2.時間軸に沿っての整合と時間軸断面での整合

 「倫=理」においては,すでに述べたように,「理」の一貫性〔以下では「整合(性)」と表現することもある〕の追求が本質である.それについて,私は,時間軸に沿っての整合と時間軸断面での整合に分けて議論するのが有用であると考えている.両者はしばしば両立しないことがあるからである.たとえば,ある時間軸断面においてはリソースを消費し尽くしたいのだが,時間軸に沿っての整合を考慮すれば押さえなければならないといった事態が発生する.

 時間軸断面での整合の追求は,人間であっても組織であっても,その場その場のいわば生命活動の基本に関わる.一方,時間軸に沿っての整合の追求は,人間でいえば,生命体の維持とともに,その「人柄」といったものに関わるものである.

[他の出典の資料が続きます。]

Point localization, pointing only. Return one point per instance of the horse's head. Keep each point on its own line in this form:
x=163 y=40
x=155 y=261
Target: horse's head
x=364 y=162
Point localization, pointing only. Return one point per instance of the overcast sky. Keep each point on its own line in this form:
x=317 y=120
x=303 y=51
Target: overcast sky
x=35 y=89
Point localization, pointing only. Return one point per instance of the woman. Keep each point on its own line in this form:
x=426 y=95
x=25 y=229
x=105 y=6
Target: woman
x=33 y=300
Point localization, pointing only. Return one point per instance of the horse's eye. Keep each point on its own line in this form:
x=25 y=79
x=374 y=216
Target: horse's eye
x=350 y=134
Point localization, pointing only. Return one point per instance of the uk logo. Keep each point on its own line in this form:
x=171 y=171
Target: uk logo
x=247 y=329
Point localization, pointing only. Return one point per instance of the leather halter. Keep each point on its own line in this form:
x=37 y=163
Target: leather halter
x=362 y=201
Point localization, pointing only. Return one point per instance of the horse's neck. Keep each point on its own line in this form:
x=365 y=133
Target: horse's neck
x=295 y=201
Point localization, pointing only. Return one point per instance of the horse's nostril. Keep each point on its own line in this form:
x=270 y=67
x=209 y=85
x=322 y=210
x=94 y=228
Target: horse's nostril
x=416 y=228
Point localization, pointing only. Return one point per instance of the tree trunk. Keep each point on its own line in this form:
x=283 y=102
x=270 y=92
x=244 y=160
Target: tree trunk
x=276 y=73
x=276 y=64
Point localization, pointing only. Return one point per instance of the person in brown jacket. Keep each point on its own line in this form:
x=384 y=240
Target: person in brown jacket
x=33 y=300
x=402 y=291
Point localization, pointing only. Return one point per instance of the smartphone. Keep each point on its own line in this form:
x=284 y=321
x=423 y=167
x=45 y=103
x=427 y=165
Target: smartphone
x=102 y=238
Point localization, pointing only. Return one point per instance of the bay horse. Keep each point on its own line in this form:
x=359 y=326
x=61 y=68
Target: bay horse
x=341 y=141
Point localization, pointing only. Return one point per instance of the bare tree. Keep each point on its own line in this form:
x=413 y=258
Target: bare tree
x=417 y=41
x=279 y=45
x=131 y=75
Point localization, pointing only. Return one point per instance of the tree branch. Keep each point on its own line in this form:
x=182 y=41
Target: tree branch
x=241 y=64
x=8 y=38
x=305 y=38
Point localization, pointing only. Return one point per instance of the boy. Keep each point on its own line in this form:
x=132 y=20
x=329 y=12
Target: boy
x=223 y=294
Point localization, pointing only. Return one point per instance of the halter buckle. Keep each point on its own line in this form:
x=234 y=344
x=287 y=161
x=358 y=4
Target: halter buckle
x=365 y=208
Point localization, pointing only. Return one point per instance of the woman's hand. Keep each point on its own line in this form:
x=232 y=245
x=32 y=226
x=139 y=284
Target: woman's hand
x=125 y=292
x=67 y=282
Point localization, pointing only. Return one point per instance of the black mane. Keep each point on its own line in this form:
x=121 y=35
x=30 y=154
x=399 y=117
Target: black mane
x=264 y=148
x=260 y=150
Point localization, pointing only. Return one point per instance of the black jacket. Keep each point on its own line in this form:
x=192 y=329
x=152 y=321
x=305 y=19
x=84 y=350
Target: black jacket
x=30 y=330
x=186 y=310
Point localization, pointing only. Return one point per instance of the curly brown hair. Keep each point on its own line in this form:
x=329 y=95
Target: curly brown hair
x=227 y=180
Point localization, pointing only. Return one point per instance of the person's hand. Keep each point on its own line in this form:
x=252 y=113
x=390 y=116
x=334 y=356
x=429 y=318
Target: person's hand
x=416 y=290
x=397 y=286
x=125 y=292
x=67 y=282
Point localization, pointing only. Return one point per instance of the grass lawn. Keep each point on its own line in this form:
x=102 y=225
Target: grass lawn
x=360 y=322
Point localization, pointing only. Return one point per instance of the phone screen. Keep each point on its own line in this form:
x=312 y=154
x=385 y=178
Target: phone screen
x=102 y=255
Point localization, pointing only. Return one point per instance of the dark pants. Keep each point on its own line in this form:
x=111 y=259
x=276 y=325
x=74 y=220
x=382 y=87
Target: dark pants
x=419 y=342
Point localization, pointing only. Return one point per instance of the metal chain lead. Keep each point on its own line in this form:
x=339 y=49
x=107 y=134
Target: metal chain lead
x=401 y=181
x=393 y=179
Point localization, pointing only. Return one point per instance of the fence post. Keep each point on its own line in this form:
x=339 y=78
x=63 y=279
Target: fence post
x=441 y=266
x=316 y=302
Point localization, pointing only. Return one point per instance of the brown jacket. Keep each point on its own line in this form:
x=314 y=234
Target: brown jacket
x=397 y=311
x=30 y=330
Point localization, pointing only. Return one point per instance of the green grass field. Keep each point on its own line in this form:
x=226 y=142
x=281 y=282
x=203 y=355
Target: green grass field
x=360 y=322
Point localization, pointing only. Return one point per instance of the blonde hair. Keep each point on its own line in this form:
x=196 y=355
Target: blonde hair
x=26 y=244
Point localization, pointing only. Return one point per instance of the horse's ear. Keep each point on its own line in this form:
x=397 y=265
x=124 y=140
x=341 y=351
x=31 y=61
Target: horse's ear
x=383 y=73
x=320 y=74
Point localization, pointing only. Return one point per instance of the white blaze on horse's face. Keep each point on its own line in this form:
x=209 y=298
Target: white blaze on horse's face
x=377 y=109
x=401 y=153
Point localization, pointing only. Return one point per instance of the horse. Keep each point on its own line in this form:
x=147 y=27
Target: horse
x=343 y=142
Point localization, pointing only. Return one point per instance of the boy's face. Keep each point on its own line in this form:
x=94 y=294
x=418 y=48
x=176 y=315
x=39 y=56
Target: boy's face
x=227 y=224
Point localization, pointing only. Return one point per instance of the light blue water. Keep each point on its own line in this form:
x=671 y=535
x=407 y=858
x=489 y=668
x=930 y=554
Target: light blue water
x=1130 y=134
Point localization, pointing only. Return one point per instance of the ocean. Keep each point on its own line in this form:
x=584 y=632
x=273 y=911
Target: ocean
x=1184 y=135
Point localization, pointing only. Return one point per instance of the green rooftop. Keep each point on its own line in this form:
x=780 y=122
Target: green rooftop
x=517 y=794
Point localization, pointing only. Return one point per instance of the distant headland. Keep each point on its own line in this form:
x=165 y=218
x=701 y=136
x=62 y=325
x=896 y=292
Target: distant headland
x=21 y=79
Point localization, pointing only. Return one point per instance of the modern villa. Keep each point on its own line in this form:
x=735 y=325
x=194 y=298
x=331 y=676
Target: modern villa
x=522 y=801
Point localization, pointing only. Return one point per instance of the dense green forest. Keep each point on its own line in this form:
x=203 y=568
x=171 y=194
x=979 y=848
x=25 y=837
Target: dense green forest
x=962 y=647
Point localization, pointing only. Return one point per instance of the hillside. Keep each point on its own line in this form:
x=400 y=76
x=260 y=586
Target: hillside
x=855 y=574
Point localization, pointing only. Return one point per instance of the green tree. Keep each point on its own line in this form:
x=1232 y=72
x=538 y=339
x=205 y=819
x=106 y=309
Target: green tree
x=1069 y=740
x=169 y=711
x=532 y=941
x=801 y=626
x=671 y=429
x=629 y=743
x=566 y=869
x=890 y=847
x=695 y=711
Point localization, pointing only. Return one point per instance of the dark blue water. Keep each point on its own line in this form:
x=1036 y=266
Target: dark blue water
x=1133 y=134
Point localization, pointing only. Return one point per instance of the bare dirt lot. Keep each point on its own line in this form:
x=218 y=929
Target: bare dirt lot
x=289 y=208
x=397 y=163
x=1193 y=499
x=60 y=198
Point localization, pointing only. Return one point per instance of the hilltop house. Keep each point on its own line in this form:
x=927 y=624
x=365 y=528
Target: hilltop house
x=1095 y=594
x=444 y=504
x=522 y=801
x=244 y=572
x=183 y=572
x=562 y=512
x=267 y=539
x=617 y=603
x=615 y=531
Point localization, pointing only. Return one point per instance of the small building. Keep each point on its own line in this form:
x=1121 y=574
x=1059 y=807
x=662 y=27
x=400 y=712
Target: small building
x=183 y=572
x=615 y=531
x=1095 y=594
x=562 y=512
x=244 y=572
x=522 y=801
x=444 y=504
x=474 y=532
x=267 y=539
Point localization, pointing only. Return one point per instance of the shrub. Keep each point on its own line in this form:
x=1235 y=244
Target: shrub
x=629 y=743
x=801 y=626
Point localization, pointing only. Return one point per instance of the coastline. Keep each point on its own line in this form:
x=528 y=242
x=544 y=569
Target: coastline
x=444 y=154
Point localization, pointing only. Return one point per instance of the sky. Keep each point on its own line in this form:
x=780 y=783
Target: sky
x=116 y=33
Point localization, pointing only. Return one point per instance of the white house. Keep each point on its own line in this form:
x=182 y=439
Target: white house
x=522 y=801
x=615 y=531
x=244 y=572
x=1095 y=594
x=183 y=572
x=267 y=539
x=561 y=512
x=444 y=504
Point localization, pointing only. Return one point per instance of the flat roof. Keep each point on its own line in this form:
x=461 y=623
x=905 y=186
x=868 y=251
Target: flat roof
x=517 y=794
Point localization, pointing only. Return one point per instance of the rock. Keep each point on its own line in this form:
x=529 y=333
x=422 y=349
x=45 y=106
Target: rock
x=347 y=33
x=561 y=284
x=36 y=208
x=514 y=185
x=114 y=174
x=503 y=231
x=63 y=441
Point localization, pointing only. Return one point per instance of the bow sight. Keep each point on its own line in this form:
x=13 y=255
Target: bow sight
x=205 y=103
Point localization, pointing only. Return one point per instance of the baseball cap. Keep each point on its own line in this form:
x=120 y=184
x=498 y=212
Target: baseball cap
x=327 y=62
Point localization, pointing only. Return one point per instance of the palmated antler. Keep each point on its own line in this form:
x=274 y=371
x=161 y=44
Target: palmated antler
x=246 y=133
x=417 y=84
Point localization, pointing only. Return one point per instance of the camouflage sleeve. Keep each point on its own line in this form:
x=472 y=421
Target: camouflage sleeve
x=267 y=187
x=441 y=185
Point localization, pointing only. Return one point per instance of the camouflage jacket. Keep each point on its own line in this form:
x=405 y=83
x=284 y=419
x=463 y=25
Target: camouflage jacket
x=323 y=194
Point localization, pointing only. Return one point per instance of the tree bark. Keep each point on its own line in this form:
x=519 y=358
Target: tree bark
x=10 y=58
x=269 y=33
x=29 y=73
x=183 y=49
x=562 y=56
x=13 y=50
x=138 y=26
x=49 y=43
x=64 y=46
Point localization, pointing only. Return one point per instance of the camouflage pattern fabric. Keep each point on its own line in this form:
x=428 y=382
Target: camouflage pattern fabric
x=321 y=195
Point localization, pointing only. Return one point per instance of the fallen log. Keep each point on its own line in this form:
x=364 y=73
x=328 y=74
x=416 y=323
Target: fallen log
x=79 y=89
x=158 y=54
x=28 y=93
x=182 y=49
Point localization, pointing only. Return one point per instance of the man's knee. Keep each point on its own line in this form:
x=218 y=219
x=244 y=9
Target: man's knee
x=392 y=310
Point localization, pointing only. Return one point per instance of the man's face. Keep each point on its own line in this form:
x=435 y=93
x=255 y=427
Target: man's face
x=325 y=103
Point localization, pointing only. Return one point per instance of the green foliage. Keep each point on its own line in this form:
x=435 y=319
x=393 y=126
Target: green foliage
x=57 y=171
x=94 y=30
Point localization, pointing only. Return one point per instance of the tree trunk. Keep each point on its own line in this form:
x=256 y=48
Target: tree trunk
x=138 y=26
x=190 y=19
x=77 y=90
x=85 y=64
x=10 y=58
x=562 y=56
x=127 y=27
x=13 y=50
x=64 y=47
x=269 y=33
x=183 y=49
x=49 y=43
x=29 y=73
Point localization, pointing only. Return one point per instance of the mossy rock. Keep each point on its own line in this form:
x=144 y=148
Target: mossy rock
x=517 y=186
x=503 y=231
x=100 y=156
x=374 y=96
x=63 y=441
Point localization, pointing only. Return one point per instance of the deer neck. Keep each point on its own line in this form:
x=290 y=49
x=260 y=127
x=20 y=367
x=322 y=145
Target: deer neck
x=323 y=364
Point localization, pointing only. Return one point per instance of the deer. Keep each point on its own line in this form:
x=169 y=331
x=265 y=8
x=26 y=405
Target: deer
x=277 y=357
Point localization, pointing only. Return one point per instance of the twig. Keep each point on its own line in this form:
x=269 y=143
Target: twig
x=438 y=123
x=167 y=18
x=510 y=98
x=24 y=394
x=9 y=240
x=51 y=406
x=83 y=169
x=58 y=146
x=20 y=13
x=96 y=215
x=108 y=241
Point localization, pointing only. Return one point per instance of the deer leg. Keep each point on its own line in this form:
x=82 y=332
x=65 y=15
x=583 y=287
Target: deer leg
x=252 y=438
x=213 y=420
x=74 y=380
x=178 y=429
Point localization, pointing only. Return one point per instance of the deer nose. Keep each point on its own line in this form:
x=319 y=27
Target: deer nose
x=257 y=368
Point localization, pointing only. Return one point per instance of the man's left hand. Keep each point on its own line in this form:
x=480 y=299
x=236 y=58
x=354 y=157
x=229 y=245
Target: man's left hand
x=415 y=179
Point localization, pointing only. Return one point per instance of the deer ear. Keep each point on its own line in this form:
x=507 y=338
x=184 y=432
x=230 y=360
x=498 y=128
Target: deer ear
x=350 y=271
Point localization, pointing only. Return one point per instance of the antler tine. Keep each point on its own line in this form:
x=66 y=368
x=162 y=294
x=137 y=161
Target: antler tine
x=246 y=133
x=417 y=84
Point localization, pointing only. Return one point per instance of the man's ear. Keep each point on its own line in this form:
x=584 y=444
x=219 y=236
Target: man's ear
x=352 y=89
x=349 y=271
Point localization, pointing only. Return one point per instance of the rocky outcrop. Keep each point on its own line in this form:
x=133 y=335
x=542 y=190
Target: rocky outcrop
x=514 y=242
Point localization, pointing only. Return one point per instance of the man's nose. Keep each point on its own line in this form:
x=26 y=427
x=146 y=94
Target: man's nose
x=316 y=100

 竹中治夫はかつて,企業経営に関し,時間軸断面での整合を図るのがミドルマネージメントの役割〔管理〕であり,時間軸に沿っての整合を図るのがトップマネージメントの役割〔経営〕であると指摘した[6].これは,時間軸に沿っての整合と時間軸断面での整合の違いを考察する上で極めて示唆的であると思われる.

 この観点において,私が以前から気になっているのは,日本人および日本社会は,時間軸断面での整合の追求には概して必死となるが,時間軸に沿っての整合の追求はなおざりにされがちであるという事実である.私はもちろん,日本社会の特徴を議論できるほど他国の事情に通じているわけではない.しかし,私のこの指摘は,少なくともアジア近隣諸国(韓国,朝鮮,中国,など)や西欧・北米大陸の諸国家と比較した場合,明らかなことのように思われる.私はこの事態を極めて反「倫=理」的であると考えている.これによってまさに,日本は「国柄」を損ねているのである.

 日本社会はこれまで,大小の変化に直面したとき,それまでの行きがかりをあっさりと《水に流し》,新しい事態に対処していくのが通例であったようにみえる.近い過去での大きな変化の場合に着目してみると,先ずは明治維新があろう.ここでは,「鎖国攘夷」から「開国開化」に変わっている.あるいは,先頃の敗戦においては,それまでの「鬼畜米英打倒」から,民主主義の宗主国である米国に学び国を守っていただくという方針に転身した.このようなことは,社会における主役が変わったということであるなら,他からも理解可能であろう.わかりにくいのは,内部的に派閥抗争はあったにせよ,継続した支配階層の人々による豹変であったという点である.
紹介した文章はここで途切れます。